On the other hand, aggressive funds are meant to outperform their benchmark.

So it does not need aggressive fund management either.

This further lowers the management and transaction cost.

The investors, therefore, are more keen to explore this investment tool.

They can aspire to clock bigger gains without compromising their risk exposure targets.

Exchange-Traded Funds Are One of the Balanced Investment Tools

Overall exchange-traded funds are, therefore, one of the balanced investment tools.

They provide you with a healthy mix of risk and reward.

The indirect exposure also cuts down the relative risk associated with these investments.

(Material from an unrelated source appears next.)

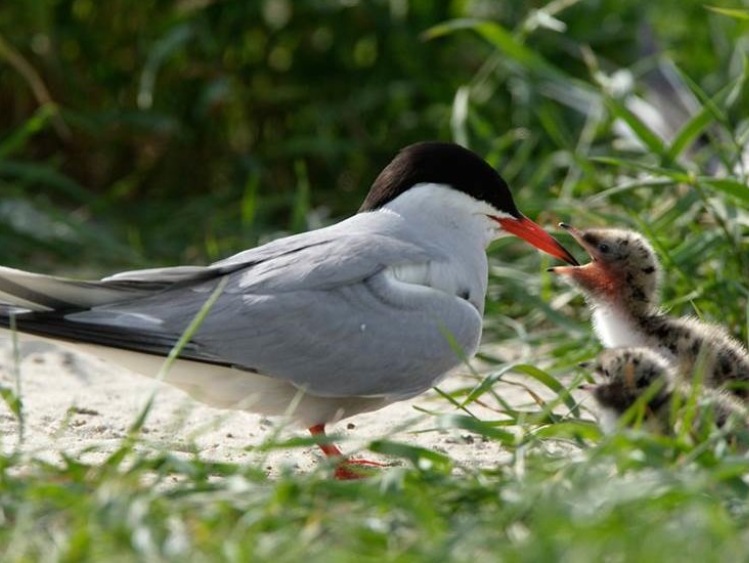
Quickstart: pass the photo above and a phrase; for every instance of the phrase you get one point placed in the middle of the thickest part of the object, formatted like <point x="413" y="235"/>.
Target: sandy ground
<point x="79" y="405"/>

Many investors use the ETF today.

The exchange-traded funds help them build healthy portfolios with limited risk propositions.

In many ways, they offer the safety of Mutual Funds without compromising the returns from direct stock exposure.

Whether you have a narrow investment profile or a well spread out one, you can add diversity through ETFs.

They can help you take advantage of even lesser know investment opportunities.

However, just like any other investment tool, you must read the offer document carefully.

It is never wise to invest just because someone advised.

You must assess the tax implications too.

Though it is a tax efficient tool, there is some amount capital gains tax.

You need to carefully assess all the aspects before investing in exchange-traded funds.